Every Easter weekend thousands of pilgrims and travelers, of all denominations, descend on the small village of Chimayo, nestled in the hills of northern New Mexico. A chapel was built there in 1816, in honor of the miraculous healings that were reported to have taken place at the site. It is affectionally known as the "Lourdes of the Southwest."
Last Friday, after an upsetting phone call with a dear friend, I spontaneously hopped in my car, and drove the 30 miles from Santa Fe, to check it out for myself. I was in need of some healing. Although I have been to the Santuario de Chimayo many times, I have never been there on Good Friday. As soon as I hit the highway, I saw dozens of cars parked on the side of the road. All abandon by pilgrims that had decided to walk the whole way.

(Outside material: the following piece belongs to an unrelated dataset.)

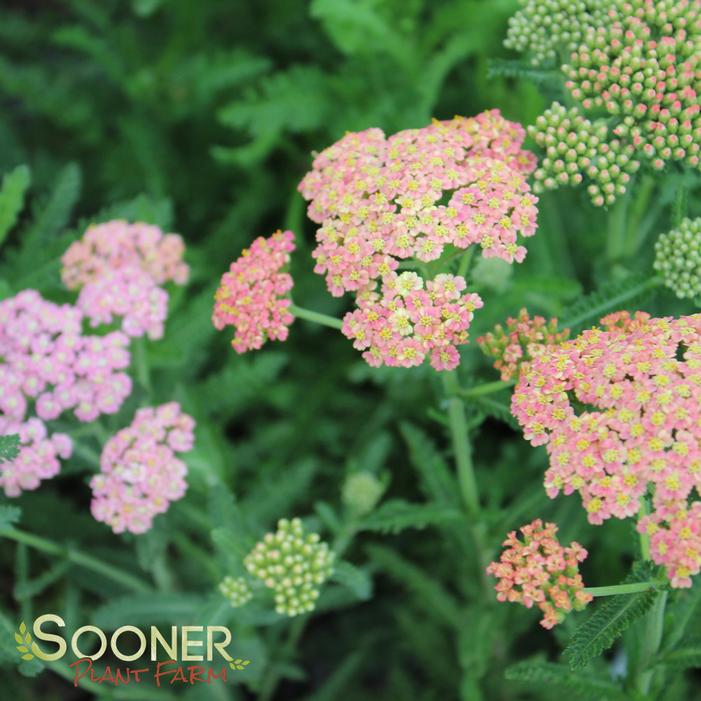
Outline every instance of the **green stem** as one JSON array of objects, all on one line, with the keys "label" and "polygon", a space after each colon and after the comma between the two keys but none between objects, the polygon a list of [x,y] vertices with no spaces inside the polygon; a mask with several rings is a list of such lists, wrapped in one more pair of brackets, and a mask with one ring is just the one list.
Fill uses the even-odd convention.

"Watch for Santuario Walkers" signs were placed along the highway, which was also speckled with temporary, bright blue restroom cubicles. Tables appeared every few miles, stocked with water, oranges, and other provisions for the walkers. I had heard that no one asked for money. Local families often set up the tables, as an offering of support to the pilgrims. The sight of so many people, all ages, colors, shapes and sizes, walking with the destination of blessings in mind, brought tears to my eyes. I drove in silence, only breaking it to whisper my mantra to myself. I wanted to be a part of the devotional energy I felt, even though I was driving.

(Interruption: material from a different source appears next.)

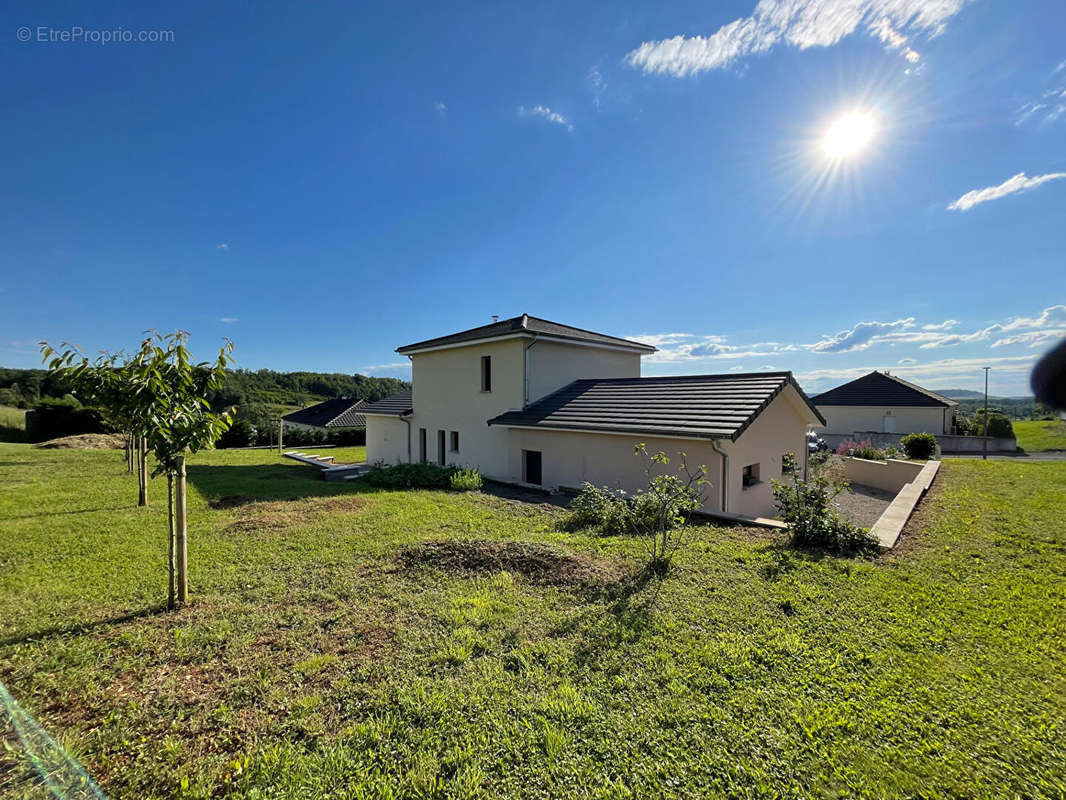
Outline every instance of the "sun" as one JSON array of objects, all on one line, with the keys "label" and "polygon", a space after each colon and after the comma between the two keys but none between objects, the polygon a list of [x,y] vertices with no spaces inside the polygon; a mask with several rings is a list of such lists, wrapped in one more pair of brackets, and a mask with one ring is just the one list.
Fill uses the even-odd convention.
[{"label": "sun", "polygon": [[822,152],[834,161],[851,158],[873,140],[877,125],[873,114],[852,111],[837,117],[822,137]]}]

When I turned off the highway, many more cars were abandoned in the ditches and surrounding fields. Now there were hundreds of people filling the winding and narrow road, as well as cars, that were traveling in the same direction at a snails pace. Some people were walking by themselves, others were in groups. Some pushed strollers or wheelchairs, while others spoke on their cell phones. Some wore t-shirts, displaying a photograph of a departed loved one on the back, others wore string vests and shorts, displaying their tattoos and jewelry. Everyone was walking for a different reason. There was room for all of it in the desert landscape.
A few miles outside of Chimayo I too abandon my car. I wanted to walk. I wanted to let go of the anger, disguising the hurt, I felt earlier when I hung up the phone. I prayed for understanding, forgiveness and the grace to let to go of the situation with love - instead of anger. When I reached the chapel, I got down on my knees and cried. I was not alone. Kneeling before me, was a young man in his twenties, his arms and legs covered in tattoos, his broad shoulders shaking, while his tears steadily flowed. Behind me I could hear a mexican family, jovially speaking to each other in Spanish, as they lit a candle together.

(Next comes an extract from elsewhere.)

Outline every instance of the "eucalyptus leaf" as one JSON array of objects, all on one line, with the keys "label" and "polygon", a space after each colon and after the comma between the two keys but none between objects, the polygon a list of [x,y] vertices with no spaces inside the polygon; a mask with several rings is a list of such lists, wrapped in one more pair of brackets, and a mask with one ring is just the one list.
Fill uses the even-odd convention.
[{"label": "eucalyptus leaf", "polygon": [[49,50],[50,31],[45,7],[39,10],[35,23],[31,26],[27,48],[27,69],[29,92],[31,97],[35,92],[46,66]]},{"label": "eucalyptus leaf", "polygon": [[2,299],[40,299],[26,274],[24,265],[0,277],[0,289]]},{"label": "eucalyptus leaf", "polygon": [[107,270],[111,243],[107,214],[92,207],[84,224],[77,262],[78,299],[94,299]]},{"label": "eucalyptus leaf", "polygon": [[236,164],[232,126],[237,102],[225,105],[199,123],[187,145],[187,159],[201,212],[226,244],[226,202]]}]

It occurred to me that none of us were that different. Each one of us may have started our walk from a different place, but for each of us the destination was the same…..love.
What burden do you want to lay down? What part of your heart wants to rise up and be known?
You can create your own pilgrimage by walking out your front door, with the intention to release, receive, and return - slightly altered, and changed in some way.
It's a few days later, and I still haven't talked to my friend. I pray that when we the time comes for us to talk, I will be able to listen, and to speak, from an open heart, instead of a wounded one.